Tijdens haar omzwervingen komt Fern allerlei soortgenoten tegen, vreemdelingen zoals een jonge cowboy die haar om een sigaret vraagt. Maanden later stuit ze op dezelfde jongeman, bij zonsondergang zittend bij een vuurtje. Meteen is er een band tussen Fern en de cowboy. Hij maakt iets in haar los. Ze vertelt hem over de dood van haar man, over de dag van hun huwelijk toen hij als gelofte Shakespeare's Sonnet 18 reciteerde, waarin de dichter de schoonheid van een onbekende jongeman bezingt.

Het is een prachtige scène — die mij in alles aan Peckinpah doet denken. Hier is het net alsof de twee 'gender-blikken' die honderd jaar lang met elkaar clashten, zeker in ontelbare hoeveelheid culture studies-boeken over geslacht, opeens volledig met elkaar fuseren, sterker, alsof ze identiek zijn.

Zie Peckinpah: in een van zijn beste films, Pat Garrett and Billy the Kid uit 1973, is er een beroemde scène waarin sheriff Baker (Slim Pickens) stervend op de oever van een riviertje zit. Het is het gouden uur. De ondergaande zon verspreidt een egale gloed. Bij de cowboy knielt zijn vrouw, magistraal gespeeld door Katy Jurado. Peckinpah filmt haar van onder, zodat achter haar de bewolkte hemel zichtbaar is en in haar ogen de tranen glinsteren. Op de soundtrack zingt Bob Dylan Knockin' on Heaven's Door. Het is een van de allermooiste tonelen uit de filmgeschiedenis.

Mijn punt is dat ik tussen de kijkperspectieven in deze scènes uit Nomadland en Pat Garrett and Billy the Kid geen verschil zie. Zowel Zhao als Peckinpah kijkt met deernis en grote empathie naar de teloorgang van de cowboy, waarbij het niet gaat om het einde van iets, maar om universele, menselijke gevoelens van verlies en herinnering.

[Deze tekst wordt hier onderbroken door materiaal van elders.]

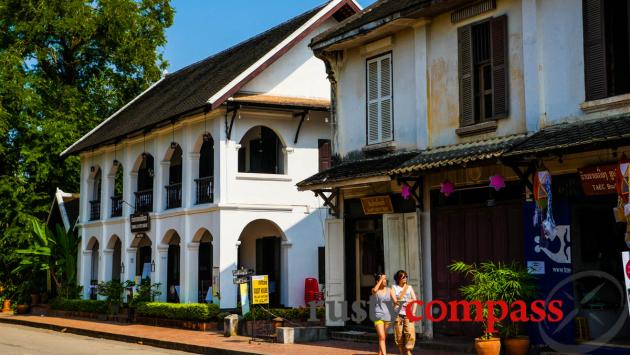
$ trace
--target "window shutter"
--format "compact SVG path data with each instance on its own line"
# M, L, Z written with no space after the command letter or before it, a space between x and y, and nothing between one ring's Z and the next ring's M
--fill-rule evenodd
M459 124L475 124L475 92L473 86L472 27L460 27L457 31L459 60Z
M367 64L367 85L368 85L368 104L367 104L367 141L368 144L379 142L378 134L378 116L379 116L379 93L378 93L378 61L371 60Z
M394 138L392 97L392 56L387 54L367 62L367 143Z
M604 0L583 0L582 13L586 100L603 99L608 96Z
M508 35L507 16L493 18L490 22L492 45L492 116L506 117L508 114Z
M385 56L381 60L381 141L394 138L392 117L392 57Z
M332 152L330 149L330 139L319 139L317 142L319 152L319 171L330 169Z

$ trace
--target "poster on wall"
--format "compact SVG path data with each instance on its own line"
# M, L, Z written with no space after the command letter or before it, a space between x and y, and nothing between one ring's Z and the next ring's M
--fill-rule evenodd
M212 303L214 304L220 304L220 297L219 297L219 268L218 267L213 267L212 268Z
M628 314L630 315L630 251L621 253L623 265L623 278L626 280L626 302L628 303Z
M534 202L525 202L523 212L525 262L530 274L537 280L538 292L551 299L562 300L562 311L569 314L574 308L573 283L569 281L573 274L569 203L561 198L554 200L556 226L549 235L545 235L541 223L532 223ZM562 326L546 322L532 324L529 333L534 344L545 343L545 337L569 344L574 338L573 322L566 322Z

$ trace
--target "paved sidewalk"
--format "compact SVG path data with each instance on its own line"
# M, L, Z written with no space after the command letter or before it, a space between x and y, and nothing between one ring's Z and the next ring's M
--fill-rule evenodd
M247 337L226 338L218 332L152 327L92 320L78 320L43 316L0 316L1 323L12 323L64 331L80 335L140 343L165 349L203 354L374 354L375 344L320 341L310 344L249 343ZM392 344L393 345L393 344ZM388 352L397 353L393 346ZM414 354L454 355L456 353L416 349Z

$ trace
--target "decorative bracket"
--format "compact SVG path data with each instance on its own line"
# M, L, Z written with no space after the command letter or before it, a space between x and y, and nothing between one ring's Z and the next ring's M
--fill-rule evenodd
M300 116L300 123L298 124L297 131L295 132L295 139L293 139L293 144L297 144L298 138L300 137L300 129L302 129L302 124L304 123L304 119L308 115L308 110L302 111L300 113L293 114L293 117Z
M424 201L423 201L423 187L424 187L424 177L398 177L396 179L398 185L404 185L409 188L409 194L416 200L416 208L420 211L424 211ZM410 183L412 183L410 185Z
M322 200L324 200L324 206L330 208L331 214L339 218L339 201L337 199L339 189L314 190L313 192L315 196L321 197Z
M228 106L225 110L225 135L227 136L228 140L232 138L232 127L234 127L234 119L236 118L236 114L238 113L238 110L240 108L240 105L233 105L232 107L230 107L230 104L228 103ZM230 120L230 125L228 126L228 114L230 112L232 112L232 119Z
M533 181L534 181L534 170L536 169L535 163L528 164L525 171L522 171L521 168L519 168L516 165L510 165L510 167L512 168L512 170L514 170L514 172L516 173L516 176L518 176L521 182L525 184L525 186L527 186L527 188L530 191L534 191Z

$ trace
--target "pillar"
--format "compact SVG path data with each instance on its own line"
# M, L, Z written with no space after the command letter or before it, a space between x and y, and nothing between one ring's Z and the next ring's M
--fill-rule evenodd
M166 210L166 189L168 185L168 172L171 162L162 160L160 168L153 175L153 211L161 212Z
M90 276L92 273L92 251L83 250L81 257L81 286L83 286L83 299L90 298Z
M114 249L103 249L103 261L99 265L101 268L99 270L100 280L103 281L111 281L112 280L112 269L114 266Z
M184 267L180 273L182 303L197 303L199 299L199 243L188 243L180 249Z
M151 283L160 283L160 292L156 301L166 302L166 281L168 275L168 245L157 246L157 258L154 258L155 272L151 272Z
M298 292L299 283L291 285L291 275L289 275L289 249L293 244L288 240L283 240L280 244L280 302L288 307L299 306L302 301L295 303L295 300L303 299L303 297L294 296L293 293ZM299 280L294 280L299 282ZM291 287L293 286L293 287Z
M134 281L136 280L136 263L138 262L136 260L137 256L138 256L138 249L137 248L127 248L126 249L126 254L125 254L125 258L124 258L124 263L125 263L125 271L123 272L124 276L123 278L126 278L127 280L131 280Z
M185 157L182 176L182 206L192 207L197 203L197 183L199 178L199 152L190 152Z

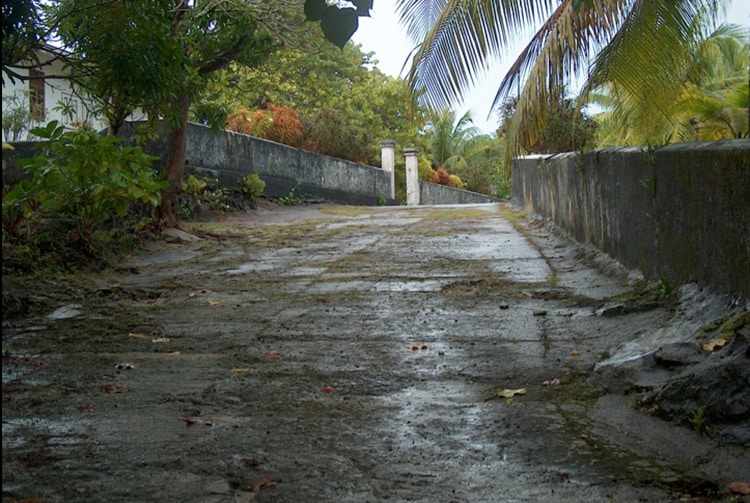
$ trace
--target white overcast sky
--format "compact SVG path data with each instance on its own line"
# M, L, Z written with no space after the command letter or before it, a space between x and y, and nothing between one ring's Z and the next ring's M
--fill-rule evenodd
M406 37L405 30L398 23L394 4L395 0L373 0L371 17L359 18L359 28L352 40L361 44L364 52L375 53L377 67L383 73L403 76L402 67L414 44ZM750 0L732 0L727 12L727 21L750 26ZM464 103L457 107L459 116L471 110L474 125L484 133L493 133L497 129L494 117L487 120L490 105L505 72L528 40L528 35L519 37L518 44L509 48L506 57L491 65L484 78L466 95ZM406 70L404 74L405 72Z

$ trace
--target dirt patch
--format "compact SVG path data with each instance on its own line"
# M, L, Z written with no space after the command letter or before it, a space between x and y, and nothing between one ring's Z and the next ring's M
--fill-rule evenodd
M738 501L746 447L586 380L675 307L597 314L632 287L523 222L269 207L3 278L3 500Z

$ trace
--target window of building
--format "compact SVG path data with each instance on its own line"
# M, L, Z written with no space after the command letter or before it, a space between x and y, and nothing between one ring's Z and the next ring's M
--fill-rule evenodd
M43 121L45 116L44 79L35 78L42 76L44 73L34 69L29 73L29 113L35 121Z

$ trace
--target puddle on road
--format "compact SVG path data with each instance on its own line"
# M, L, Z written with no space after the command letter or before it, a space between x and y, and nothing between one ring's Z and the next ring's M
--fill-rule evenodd
M17 449L46 438L46 445L78 445L86 443L89 422L62 418L3 418L3 450Z
M552 270L541 257L505 259L490 264L489 268L518 283L544 283L552 276Z

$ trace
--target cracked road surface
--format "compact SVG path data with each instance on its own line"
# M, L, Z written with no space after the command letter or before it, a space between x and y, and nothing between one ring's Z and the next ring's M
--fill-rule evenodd
M631 287L509 207L186 227L203 239L24 285L3 501L658 502L743 473L587 383L669 312L598 316Z

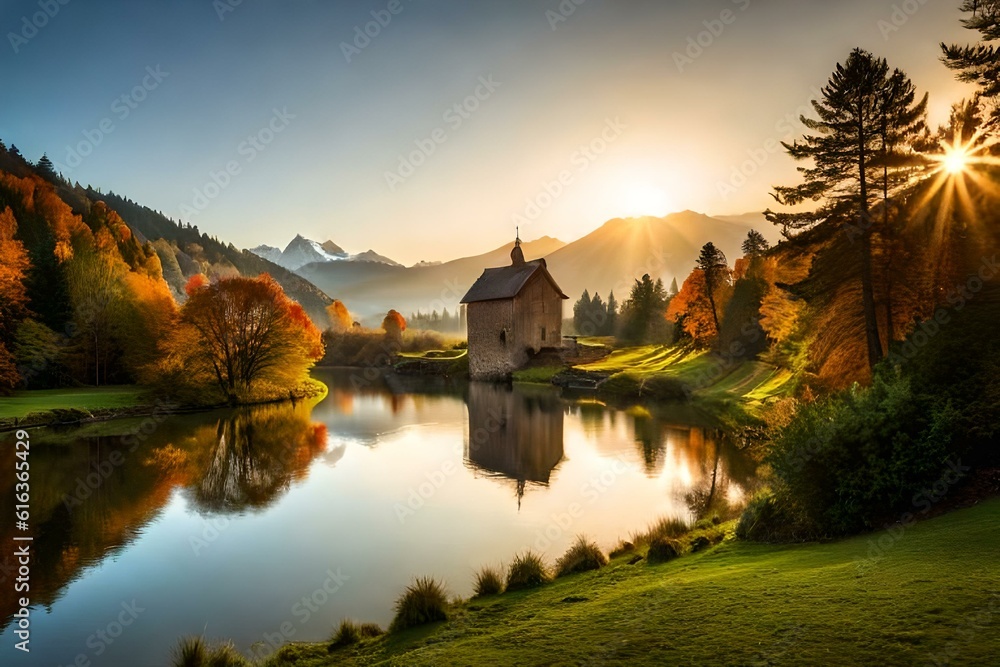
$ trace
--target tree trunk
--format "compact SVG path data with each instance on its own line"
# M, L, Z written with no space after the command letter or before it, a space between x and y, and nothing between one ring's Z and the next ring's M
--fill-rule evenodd
M871 216L868 210L868 178L865 152L865 132L862 127L863 110L858 108L858 175L861 179L861 303L865 315L865 337L868 342L868 367L873 369L882 360L882 342L878 334L878 313L875 309L875 289L872 279Z
M885 345L888 348L896 340L896 327L892 323L892 259L895 252L893 230L889 227L889 149L886 146L888 133L883 127L883 161L882 165L882 234L885 236Z

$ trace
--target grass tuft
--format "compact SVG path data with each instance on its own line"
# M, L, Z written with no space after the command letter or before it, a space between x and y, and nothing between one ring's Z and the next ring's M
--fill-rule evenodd
M507 590L520 591L548 583L549 571L542 557L533 551L526 551L514 557L507 570Z
M583 535L577 537L576 542L556 561L556 577L565 577L567 574L576 572L587 572L589 570L599 570L608 564L608 557L604 555L593 542L588 542Z
M378 637L384 632L375 623L358 623L345 618L340 622L340 626L337 627L337 632L334 633L333 638L330 640L327 650L331 652L336 651L338 648L351 646L362 640Z
M635 545L628 540L619 540L618 546L611 550L608 554L611 558L618 558L619 556L624 556L625 554L630 554L635 551Z
M493 567L484 567L476 573L476 594L481 598L486 595L503 593L503 573Z
M399 632L427 623L448 620L448 595L444 586L430 577L417 579L396 600L396 616L389 632Z
M203 667L208 655L208 645L202 637L184 637L174 649L173 667Z
M646 560L650 563L665 563L681 555L681 545L668 537L657 537L649 543Z
M173 667L249 667L250 665L232 642L211 647L204 637L181 639L180 645L174 649L170 664Z
M634 544L652 544L658 539L677 539L691 532L691 525L677 517L661 517L651 523L641 533L632 533L630 541Z

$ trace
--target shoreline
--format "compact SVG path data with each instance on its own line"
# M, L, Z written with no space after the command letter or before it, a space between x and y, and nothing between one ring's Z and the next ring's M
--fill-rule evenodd
M86 387L82 391L86 392L88 389L96 389L96 387ZM115 421L118 419L152 417L163 414L199 414L203 412L212 412L214 410L225 410L228 408L236 409L254 407L258 405L275 405L286 402L304 401L313 398L322 399L326 397L329 391L329 387L327 387L324 383L319 380L310 379L309 384L289 391L288 396L238 403L236 405L232 405L230 403L218 403L211 405L179 405L172 404L169 398L155 398L152 403L116 408L52 408L49 410L30 412L21 417L0 418L0 434L11 433L21 429L73 427L83 426L85 424Z

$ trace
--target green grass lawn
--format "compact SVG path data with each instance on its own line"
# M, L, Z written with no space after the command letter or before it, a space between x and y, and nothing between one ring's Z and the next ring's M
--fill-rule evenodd
M12 396L0 398L0 419L49 410L127 408L144 403L144 390L133 385L16 391Z
M291 645L271 664L934 665L936 657L995 665L998 534L993 499L896 539L727 540L663 565L622 557L333 654L325 645ZM883 555L859 567L880 538Z
M626 373L638 378L663 376L690 386L702 398L731 398L748 402L786 396L794 389L795 374L759 361L727 363L704 350L684 346L647 345L615 350L580 370Z

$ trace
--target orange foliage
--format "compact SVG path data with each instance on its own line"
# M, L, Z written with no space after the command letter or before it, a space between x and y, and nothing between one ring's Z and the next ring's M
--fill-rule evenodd
M326 314L330 318L331 331L347 331L354 325L354 318L339 299L334 299L333 303L327 306Z
M0 342L0 396L5 396L21 383L21 374L17 372L14 357L7 351L7 346Z
M200 290L202 287L208 286L208 278L205 277L203 273L196 273L188 279L187 285L184 286L184 293L189 297L195 292Z
M10 208L0 212L0 341L9 340L14 325L27 314L28 295L24 286L28 253L14 238L17 220Z
M406 331L406 318L395 310L390 310L386 313L385 319L382 320L382 329L386 333L403 333Z
M771 340L789 340L799 330L805 314L805 302L777 287L777 283L791 285L803 280L811 265L811 255L792 253L763 260L762 275L768 289L760 304L760 326Z
M725 304L716 298L719 310L724 310ZM695 269L687 277L667 306L667 319L681 324L684 332L701 345L708 344L718 335L715 319L712 317L712 305L708 300L704 271Z
M207 369L229 400L287 392L323 356L319 329L269 275L188 287L175 337L186 349L172 352Z
M91 241L90 230L59 198L51 183L34 175L19 178L0 172L0 189L11 192L23 204L25 213L45 220L55 238L55 255L59 261L73 256L75 244Z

Het is vanzelfsprekend een schande dat het zo lang heeft geduurd voor vrouwelijke regisseurs om door te breken in Hollywood. Maar om te zeggen dat de 'vrouwelijke blik' nooit aanwezig was in die honderd jaar gaat te ver. Ook mannen kunnen die blik hebben, zoals Peckinpah — meer 'man' dan wie dan ook — heeft aangetoond.

Misschien is het probleem nog steeds de wijze waarop 'hokjesdenken' het gesprek over gender bepaalt. We zijn het er over eens dat vrouwen nu eens eindelijk in een positie van macht moeten komen als het gaat om dat invloedrijke Hollywood-systeem. En dat we gráág de verhalen die vrouwen te vertellen hebben, willen zien. Keerzijde: we willen gráág dit soort verhalen (Nomadland) zien. Punt. En who cares of een vrouw of een man achter de camera staat.

Snijdt dat laatste hout? Ik weet het niet. Mijn gevoel is dat het niet iets is dat je in beschaafd gezelschap kan zeggen. En toch voel ik daar iets voor. Zijn we, nu vrouwelijke makers prominenter aanwezig zijn bij de Oscars, niet zo langzamerhand in een situatie beland waarin we 'gender' kunnen wegcijferen en uitsluitend kijken naar wat we te zien krijgen?

Nomadland laat zien hoe belangrijk de vrouwelijke blik is. Maar de film illustreert ook dat diezelfde blik allang aanwezig was in de filmcultuur, als je maar goed kijkt. En dat de vrouwelijke blik niet alleen die van een vrouw hoeft te zijn. Precies hetzelfde geldt de 'mannelijke blik'. Misschien kunnen we bij de volgende Oscars erop aandringen dat de 'menselijke blik' nu eens eindelijk aandacht verdient.